No sooner had the 2016 election results been certified than a geyser of protests gushed from the Democratic Party and their vanquished candidate. Hillary Clinton had won the popular vote by 2.1 percentage points but lost in the electoral college. "Unfair," squawked her disciples.
In the months since the crushing defeat, the Democratic Party has operated a below the radar campaign to tamper with the rules for electing future presidents. Some 12, mostly blue states, have already linked hands in an effort to institute a National Popular Interstate Compact.
Legislatures in theses states have agreed to commit their delegates to casting their ballots in the electoral college for the candidate who wins the nationwide popular vote. The inference is that even if a Republican garners the most votes, the "blue" delegates will back that candidate.
In reality, that is an unimaginable outcome. Therefore, it is a mostly symbolic effort. Abolishing the electoral college would require a constitutional amendment, a cumbersome process which would likely drone on for years and requires ratification by three-fourths of the states (38).
The prospects for such an amendment are dim based on the current political landscape. However, it won't stop the Democrats from building momentum for abolition. The compact is a stalking horse the party has chosen to spark a national discussion that will lead to a consensus for change.
On the face of it, electing a president by popular votes sounds empirically logical. After all, senators, governors, legislators, mayors win office by collecting the most votes. There is no intermediary such as an electoral college. However, these are local or statewide elections, not national contests.
The framers of the constitution knew the risk to democracy of a popularly elected president. They fretted at the time that a handful of states or large cities would effectively elect the president by the sheer size of their population. Their concerns are even more legitimate 231 years later.

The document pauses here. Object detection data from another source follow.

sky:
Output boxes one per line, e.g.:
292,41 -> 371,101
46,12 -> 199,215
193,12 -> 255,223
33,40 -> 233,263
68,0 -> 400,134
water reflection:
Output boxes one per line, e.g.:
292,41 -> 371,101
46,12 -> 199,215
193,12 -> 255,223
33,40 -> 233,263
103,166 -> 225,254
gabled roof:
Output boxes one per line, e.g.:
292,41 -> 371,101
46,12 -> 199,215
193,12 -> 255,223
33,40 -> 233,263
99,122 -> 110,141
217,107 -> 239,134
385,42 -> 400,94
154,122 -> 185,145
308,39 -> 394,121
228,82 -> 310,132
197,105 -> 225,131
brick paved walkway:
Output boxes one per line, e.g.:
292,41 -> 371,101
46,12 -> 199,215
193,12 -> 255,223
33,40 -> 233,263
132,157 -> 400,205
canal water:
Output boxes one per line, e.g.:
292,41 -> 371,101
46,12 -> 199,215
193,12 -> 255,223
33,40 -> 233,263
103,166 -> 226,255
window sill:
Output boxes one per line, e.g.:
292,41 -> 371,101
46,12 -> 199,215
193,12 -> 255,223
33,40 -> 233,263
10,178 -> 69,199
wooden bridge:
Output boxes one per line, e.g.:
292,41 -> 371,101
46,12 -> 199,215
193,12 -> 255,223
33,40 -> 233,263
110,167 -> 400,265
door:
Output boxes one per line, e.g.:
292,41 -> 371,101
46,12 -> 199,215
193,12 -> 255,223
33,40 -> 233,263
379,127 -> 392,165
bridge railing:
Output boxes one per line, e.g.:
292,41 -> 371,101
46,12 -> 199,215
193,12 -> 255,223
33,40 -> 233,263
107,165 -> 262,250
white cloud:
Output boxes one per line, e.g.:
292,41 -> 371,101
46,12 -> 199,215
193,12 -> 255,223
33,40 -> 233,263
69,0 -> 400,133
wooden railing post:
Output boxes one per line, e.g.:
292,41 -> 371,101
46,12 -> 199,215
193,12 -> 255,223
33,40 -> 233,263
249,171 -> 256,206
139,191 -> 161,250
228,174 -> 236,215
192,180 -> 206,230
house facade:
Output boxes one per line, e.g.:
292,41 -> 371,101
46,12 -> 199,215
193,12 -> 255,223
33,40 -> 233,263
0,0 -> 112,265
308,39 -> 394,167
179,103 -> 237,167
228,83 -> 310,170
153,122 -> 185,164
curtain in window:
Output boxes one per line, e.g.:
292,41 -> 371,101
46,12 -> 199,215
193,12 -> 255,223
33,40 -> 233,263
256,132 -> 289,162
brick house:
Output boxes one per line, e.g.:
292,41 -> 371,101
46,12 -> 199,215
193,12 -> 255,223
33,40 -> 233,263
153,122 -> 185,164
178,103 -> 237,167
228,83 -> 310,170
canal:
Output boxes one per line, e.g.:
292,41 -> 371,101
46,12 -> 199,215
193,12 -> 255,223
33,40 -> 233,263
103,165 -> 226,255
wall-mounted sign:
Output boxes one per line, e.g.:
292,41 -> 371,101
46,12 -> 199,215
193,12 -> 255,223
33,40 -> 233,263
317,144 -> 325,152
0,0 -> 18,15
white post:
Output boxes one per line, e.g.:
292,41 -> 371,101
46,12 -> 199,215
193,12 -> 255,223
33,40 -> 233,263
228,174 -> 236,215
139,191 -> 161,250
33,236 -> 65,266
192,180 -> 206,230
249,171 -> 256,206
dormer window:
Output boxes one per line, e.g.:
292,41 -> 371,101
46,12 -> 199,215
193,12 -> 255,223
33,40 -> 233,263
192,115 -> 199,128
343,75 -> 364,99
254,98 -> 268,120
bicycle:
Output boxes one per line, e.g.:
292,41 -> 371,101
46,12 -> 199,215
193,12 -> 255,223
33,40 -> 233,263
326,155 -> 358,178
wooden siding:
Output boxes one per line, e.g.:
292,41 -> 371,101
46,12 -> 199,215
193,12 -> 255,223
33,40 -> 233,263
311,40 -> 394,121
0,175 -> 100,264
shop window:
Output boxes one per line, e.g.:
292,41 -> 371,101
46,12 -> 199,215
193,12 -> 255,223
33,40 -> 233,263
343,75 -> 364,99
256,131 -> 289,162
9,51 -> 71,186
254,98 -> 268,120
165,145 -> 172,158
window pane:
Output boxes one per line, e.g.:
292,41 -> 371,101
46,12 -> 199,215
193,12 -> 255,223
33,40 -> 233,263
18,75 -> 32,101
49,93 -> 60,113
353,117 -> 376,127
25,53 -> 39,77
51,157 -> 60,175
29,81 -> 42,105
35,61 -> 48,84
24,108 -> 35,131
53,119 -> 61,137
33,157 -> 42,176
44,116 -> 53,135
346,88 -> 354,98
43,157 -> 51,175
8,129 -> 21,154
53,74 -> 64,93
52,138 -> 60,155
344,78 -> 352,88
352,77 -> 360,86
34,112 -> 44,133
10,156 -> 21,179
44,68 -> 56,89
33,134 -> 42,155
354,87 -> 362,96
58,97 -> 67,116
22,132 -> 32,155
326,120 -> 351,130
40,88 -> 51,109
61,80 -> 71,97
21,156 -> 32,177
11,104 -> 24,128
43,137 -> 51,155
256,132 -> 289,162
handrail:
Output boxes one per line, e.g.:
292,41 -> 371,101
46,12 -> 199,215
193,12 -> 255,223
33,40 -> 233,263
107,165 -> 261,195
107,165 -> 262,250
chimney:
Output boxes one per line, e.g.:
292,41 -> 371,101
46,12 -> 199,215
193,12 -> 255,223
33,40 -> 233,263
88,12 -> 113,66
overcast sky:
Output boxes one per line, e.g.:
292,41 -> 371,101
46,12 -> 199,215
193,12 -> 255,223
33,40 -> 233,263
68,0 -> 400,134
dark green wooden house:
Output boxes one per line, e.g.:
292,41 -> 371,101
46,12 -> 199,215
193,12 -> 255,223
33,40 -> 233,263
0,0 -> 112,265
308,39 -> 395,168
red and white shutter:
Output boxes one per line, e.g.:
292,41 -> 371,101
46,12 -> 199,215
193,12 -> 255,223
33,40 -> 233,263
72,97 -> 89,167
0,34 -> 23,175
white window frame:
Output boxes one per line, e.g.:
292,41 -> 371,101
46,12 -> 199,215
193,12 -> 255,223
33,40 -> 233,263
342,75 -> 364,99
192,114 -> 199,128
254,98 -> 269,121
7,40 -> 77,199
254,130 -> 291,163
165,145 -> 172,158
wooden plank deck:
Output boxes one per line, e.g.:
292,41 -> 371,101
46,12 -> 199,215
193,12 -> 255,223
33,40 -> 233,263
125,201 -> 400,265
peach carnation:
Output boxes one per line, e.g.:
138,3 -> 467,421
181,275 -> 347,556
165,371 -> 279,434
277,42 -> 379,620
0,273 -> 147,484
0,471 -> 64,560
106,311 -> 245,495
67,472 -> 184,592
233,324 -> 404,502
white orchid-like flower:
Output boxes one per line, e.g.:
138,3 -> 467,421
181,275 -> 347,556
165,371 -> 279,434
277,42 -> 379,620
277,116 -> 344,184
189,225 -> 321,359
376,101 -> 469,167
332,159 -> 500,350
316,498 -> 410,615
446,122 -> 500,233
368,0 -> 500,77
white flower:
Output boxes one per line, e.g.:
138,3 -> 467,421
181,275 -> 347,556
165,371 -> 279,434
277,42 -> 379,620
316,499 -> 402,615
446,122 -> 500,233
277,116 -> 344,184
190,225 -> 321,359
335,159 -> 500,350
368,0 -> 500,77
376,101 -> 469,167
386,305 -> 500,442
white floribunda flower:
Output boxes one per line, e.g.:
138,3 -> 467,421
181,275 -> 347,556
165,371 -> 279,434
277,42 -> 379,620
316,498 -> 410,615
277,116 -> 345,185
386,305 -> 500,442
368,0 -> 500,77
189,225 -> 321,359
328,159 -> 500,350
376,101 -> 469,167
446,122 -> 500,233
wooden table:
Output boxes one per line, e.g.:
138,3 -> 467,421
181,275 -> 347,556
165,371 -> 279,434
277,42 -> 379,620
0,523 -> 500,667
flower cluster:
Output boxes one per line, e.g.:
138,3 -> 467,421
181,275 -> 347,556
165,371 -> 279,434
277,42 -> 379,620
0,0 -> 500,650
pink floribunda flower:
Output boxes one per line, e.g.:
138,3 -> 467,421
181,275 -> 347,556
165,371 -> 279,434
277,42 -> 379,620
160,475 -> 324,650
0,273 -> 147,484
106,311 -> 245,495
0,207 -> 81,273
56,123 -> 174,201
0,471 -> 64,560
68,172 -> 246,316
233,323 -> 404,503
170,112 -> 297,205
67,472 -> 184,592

In 2016, Hillary Clinton carried the popular vote by a 2.86 million margin. However, Trump captured 2,623 counties versus 489 for Clinton. Trump won more states: 30 to 20. Clinton's popular edge was built largely on Los Angeles County and the New York City boroughs.
In Los Angeles, Clinton won by 1.2 million votes. In New York City boroughs, her margin was identical: 1.2 million. The single state of California voted three-to-one for Clinton, giving her a 4.3 million cushion in the popular vote. California's size would allow it to influence every popular vote.
In the states Trump won, his margin averaged 56 percent of the votes cast. Had Trump just taken 40 percent of the vote in California and New York, he would have captured the popular vote title. This illustrates the inflated power a few states could have in electing the president.
An analysis of the 2016 race, makes it clear that without the electoral college, the contest would never be a national election. By examining the vote totals, a candidate's path to victory in a popular vote would be narrowed to 14 states, which accounted for 65 percent of the ballots cast.
By winning 58 percent of the votes in those states, a candidate would almost assure a popular vote victory. The other 36 states would be reduced to a footnote for practical purposes. Should a relative handful of states pick the next president? Your answer depends on where you live.
The 14 states are California, Florida, New York, Pennsylvania, Texas, Ohio, Illinois, Georgia, Michigan, North Carolina, Massachusetts, New Jersey, Virginia and Washington. For some perspective, California had twice as many voters as the 14 smallest states combined.
Those advocates for scrapping the electoral college argue the popular vote would improve public policy. In their view, today's election methodology incentivizes the president-elect to cater to swing states at the expense of a broad national approach. That contention is folly in the extreme.
A popular vote election would mean that the Oval Office occupant would zero in on the wishes of 14 states, many of which just happen to be controlled by Democrats. Who cares what Alaska or Maine or Wyoming want in the way of public policy? The same political inducements would remain.
Others argue, although hopefully not seriously, that every vote would count if the election was decided by a popular tally. Not really. If a candidate received one of every two votes in California, it would be worth a lot more than one of every two votes in Idaho. Population size matters.
A bit of historical perspective sheds some light on the controversy. In all the presidential elections in America, only four times has a candidate won the popular vote and lost the election. It happened three times before 1900: 1824, 1876 and 1888. It has occurred only twice since then: 2000 and 2016.
Coincidentally both recent instances involved Democrats. Al Gore lost in the electoral college but tallied 540,000 more votes than George Bush in 2000. Perhaps, that explains why Democrats are motivated to champion rewriting the constitution to benefit their party.
Those delegates to the Constitutional Convention in 1787 were a lot smarter and more fair minded than today's political charlatans. Their plan for presidential elections preserved the leverage of every state to decide who lives in the White House. It was genius. It should be left alone.